Tetapi survei fakultas kontingen baru-baru ini mengungkapkan situasi yang lebih tidak pasti yang dialami sebagian besar asisten. Sepertiga responden berpenghasilan kurang dari $25.000 setahun, berada di bawah pedoman kemiskinan federal untuk keluarga beranggotakan empat orang. Kurang dari setengah menerima asuransi kesehatan yang disediakan universitas, dengan hampir 20 persen di Medicaid.
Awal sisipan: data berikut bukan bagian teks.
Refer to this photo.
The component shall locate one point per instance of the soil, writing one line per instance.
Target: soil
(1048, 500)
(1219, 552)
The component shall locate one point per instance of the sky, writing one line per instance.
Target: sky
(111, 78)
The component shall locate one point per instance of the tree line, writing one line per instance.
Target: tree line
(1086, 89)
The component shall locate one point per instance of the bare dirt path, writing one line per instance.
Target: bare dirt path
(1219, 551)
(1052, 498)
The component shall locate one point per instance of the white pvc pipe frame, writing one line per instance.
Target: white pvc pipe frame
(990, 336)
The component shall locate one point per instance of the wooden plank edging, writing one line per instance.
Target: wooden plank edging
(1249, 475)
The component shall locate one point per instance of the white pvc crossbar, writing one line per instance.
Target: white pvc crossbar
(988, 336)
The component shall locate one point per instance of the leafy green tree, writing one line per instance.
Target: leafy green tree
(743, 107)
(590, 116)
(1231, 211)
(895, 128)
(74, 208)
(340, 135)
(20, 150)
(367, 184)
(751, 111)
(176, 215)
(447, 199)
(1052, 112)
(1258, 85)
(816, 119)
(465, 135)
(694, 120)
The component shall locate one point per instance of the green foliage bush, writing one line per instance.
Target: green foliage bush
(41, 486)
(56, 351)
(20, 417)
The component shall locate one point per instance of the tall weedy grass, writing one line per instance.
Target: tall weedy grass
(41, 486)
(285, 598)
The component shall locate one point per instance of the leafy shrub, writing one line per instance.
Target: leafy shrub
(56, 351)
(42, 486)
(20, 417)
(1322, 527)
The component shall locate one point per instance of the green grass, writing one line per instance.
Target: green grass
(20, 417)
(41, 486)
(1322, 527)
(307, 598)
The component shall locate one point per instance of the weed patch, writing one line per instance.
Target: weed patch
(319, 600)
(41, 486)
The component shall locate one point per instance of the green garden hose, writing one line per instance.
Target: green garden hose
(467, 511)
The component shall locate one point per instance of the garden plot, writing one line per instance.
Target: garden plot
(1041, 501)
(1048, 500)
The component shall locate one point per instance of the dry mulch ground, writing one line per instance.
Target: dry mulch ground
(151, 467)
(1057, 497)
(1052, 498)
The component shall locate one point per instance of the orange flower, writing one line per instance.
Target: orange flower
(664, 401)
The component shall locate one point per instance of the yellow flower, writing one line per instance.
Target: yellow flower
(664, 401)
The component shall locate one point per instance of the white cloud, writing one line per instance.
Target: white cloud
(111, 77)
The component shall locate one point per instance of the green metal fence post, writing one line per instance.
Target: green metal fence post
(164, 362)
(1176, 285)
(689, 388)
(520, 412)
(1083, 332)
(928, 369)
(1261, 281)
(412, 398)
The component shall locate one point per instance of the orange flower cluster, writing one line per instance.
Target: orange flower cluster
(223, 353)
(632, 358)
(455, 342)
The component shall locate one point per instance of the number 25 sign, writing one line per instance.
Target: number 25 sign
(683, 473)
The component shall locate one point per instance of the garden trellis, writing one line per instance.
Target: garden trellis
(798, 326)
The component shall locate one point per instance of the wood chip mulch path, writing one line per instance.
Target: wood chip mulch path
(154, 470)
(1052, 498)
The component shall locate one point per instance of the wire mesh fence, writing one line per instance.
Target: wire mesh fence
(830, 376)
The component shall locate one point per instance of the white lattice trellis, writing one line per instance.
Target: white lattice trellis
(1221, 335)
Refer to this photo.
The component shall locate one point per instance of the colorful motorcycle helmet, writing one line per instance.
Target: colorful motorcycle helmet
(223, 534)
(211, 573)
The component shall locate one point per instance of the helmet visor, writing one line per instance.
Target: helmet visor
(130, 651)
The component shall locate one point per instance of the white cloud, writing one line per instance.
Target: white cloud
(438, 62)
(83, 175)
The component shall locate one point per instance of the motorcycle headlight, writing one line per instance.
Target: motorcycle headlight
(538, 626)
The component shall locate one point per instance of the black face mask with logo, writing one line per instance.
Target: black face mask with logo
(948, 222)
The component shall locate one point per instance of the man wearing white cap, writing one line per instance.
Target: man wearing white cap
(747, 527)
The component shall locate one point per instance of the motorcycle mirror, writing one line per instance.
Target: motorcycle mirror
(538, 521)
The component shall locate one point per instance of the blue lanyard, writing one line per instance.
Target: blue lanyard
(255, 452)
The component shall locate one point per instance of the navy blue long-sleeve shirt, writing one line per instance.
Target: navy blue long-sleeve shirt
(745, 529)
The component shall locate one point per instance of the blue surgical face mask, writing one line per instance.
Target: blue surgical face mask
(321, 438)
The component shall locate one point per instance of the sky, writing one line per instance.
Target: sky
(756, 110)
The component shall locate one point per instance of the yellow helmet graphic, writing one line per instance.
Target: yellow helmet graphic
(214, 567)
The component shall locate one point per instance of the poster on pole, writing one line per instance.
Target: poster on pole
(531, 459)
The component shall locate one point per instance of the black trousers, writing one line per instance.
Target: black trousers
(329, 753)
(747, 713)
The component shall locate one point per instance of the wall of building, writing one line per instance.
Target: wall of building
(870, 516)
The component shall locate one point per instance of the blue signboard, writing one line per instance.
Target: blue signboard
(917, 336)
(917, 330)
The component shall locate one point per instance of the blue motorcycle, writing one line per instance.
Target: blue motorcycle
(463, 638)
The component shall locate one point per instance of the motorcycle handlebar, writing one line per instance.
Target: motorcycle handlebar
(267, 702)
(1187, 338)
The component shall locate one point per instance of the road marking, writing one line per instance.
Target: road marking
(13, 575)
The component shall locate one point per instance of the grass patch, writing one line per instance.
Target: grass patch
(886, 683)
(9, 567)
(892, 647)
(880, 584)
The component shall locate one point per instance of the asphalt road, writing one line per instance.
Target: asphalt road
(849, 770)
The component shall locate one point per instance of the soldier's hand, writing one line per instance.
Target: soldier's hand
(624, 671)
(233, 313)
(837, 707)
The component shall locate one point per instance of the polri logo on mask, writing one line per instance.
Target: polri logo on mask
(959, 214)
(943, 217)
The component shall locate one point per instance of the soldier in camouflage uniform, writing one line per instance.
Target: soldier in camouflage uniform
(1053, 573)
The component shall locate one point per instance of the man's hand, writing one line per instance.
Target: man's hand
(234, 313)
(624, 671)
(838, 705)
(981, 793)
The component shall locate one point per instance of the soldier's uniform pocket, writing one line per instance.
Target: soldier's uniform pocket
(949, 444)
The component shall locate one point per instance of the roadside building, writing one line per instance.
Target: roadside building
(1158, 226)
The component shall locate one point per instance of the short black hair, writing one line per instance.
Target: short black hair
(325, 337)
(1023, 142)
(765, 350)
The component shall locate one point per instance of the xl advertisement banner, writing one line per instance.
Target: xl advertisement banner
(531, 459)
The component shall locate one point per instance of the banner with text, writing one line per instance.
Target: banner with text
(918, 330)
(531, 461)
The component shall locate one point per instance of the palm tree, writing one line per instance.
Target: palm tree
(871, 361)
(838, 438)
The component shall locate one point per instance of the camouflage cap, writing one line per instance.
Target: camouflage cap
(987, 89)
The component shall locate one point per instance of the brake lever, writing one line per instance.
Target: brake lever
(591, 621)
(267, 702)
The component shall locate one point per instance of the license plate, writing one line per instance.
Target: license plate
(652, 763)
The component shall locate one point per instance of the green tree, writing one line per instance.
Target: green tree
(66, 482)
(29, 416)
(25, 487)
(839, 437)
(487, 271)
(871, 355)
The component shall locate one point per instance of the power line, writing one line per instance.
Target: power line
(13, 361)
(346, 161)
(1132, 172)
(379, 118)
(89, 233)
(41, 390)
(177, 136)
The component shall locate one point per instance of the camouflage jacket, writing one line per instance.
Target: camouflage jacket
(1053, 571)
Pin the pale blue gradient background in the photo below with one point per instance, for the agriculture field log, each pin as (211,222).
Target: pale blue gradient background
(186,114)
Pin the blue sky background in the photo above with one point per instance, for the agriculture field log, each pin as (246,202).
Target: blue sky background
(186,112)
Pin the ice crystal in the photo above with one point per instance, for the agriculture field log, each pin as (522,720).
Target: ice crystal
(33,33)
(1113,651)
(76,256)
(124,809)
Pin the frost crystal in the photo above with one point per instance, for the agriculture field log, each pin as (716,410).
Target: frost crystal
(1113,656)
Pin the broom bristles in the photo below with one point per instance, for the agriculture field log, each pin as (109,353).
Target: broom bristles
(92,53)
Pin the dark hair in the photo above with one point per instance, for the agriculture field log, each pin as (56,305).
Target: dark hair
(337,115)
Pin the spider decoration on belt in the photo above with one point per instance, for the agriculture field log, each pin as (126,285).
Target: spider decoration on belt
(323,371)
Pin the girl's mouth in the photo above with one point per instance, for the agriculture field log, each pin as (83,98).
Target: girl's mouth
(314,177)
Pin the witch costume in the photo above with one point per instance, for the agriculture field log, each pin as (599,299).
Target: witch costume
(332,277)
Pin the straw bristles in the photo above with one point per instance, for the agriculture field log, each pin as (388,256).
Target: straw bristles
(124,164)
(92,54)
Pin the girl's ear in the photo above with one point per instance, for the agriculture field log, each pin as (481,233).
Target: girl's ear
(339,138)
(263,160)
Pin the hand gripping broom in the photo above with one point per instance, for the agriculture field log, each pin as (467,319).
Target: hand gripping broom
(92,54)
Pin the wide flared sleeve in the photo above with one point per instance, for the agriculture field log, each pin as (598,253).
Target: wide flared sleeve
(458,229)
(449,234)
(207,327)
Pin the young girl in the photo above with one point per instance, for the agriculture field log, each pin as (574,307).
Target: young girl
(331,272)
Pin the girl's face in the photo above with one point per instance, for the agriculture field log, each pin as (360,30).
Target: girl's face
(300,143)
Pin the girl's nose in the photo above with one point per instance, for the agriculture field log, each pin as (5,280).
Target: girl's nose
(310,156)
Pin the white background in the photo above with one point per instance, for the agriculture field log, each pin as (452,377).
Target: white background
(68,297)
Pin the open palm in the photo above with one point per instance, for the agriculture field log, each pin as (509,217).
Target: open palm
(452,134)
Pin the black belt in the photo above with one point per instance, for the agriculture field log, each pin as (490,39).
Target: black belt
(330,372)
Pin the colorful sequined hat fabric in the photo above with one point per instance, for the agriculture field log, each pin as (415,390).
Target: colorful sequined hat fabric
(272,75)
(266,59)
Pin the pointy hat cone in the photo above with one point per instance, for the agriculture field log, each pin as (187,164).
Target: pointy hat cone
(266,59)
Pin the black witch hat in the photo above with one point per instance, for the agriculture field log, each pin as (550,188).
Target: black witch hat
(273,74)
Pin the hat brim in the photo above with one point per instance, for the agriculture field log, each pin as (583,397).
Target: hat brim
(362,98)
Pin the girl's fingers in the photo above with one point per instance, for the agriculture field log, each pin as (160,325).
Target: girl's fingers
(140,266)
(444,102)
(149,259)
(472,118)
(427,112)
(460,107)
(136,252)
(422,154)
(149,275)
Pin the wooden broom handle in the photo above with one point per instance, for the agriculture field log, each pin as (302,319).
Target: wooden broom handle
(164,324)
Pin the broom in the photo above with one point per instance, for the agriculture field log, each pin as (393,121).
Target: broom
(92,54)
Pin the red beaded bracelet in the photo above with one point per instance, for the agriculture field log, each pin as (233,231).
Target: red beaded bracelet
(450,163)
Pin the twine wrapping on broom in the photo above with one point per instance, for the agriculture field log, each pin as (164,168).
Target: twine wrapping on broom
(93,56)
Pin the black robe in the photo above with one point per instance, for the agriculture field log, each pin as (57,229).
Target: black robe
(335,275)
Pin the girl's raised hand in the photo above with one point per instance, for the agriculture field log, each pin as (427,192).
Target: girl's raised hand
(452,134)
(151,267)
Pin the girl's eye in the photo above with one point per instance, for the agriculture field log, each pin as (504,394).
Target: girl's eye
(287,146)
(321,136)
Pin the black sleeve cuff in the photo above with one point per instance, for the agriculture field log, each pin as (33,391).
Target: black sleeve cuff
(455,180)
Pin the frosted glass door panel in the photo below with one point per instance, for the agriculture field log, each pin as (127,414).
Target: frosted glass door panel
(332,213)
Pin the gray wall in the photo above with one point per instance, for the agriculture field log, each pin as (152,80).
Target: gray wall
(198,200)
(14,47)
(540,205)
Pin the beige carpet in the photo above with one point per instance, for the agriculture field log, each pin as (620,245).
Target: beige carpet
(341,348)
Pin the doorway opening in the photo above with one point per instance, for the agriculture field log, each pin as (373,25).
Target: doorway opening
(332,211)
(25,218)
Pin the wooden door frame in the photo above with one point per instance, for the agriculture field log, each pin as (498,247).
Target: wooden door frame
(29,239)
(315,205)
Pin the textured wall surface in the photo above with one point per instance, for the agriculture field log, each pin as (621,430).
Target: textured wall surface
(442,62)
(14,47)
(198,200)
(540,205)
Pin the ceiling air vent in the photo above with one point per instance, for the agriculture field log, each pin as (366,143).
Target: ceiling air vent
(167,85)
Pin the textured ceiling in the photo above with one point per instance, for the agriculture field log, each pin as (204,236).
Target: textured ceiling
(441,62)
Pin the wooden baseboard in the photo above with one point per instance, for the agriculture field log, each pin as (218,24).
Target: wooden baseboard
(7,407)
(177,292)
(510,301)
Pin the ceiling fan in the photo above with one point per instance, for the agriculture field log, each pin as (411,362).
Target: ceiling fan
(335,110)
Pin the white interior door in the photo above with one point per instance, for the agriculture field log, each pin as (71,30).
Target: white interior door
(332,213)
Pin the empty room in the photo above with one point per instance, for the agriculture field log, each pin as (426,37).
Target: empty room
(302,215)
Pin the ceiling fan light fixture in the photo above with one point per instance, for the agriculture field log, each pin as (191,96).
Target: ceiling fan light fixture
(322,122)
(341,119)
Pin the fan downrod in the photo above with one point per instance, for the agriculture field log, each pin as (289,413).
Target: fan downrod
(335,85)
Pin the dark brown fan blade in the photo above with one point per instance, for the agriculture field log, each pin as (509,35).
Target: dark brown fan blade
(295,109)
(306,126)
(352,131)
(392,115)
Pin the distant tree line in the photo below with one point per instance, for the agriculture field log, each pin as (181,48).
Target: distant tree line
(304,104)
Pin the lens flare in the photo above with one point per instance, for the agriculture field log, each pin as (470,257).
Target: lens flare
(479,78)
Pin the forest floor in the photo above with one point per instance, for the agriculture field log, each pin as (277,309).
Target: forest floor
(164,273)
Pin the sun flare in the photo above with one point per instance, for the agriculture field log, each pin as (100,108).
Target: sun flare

Fakta-fakta ekonomi yang mengkhawatirkan bagi sebagian besar orang dalam kehidupan tambahan ini merupakan tambahan dari perjuangan mereka sehari-hari. Tanpa jaminan pekerjaan, banyak yang tidak tahu apakah mereka akan mengajar selambat-lambatnya sebulan sebelum kelas dimulai. Sebagian besar tidak diberi kompensasi untuk pekerjaan akademik yang dilakukan di luar kelas mereka. Hanya sedikit yang diberi dana untuk pengembangan profesional, dukungan administrasi atau bahkan kantor.

Dalam ironi yang menyengat, banyak dosen tetap mengajar mata kuliah tentang kesetaraan dan keadilan sosial, di mana mahasiswa belajar tentang penindasan yang ditimbulkan oleh hak istimewa. Namun di ujung lorong, orang lain dengan tingkat pendidikan yang sama mengajar kursus serupa dengan bayaran yang jauh lebih rendah dan dengan sedikit atau tanpa manfaat.

Ini adalah bagian dari ketidaksetaraan yang tumbuh dalam masyarakat kita, seperti yang ditunjukkan Kim Tolley dan Kristen Edwards dalam buku mereka “Professors in the Gig Economy,” mencatat bahwa “banyak sektor pekerjaan terbagi antara precariat besar dan elit kecil bergaji tinggi.”

Tapi tidak harus seperti itu. Sangat menginspirasi melihat bahwa para tambahan semakin bergabung dengan barisan piket untuk memperbaiki kondisi skandal mereka.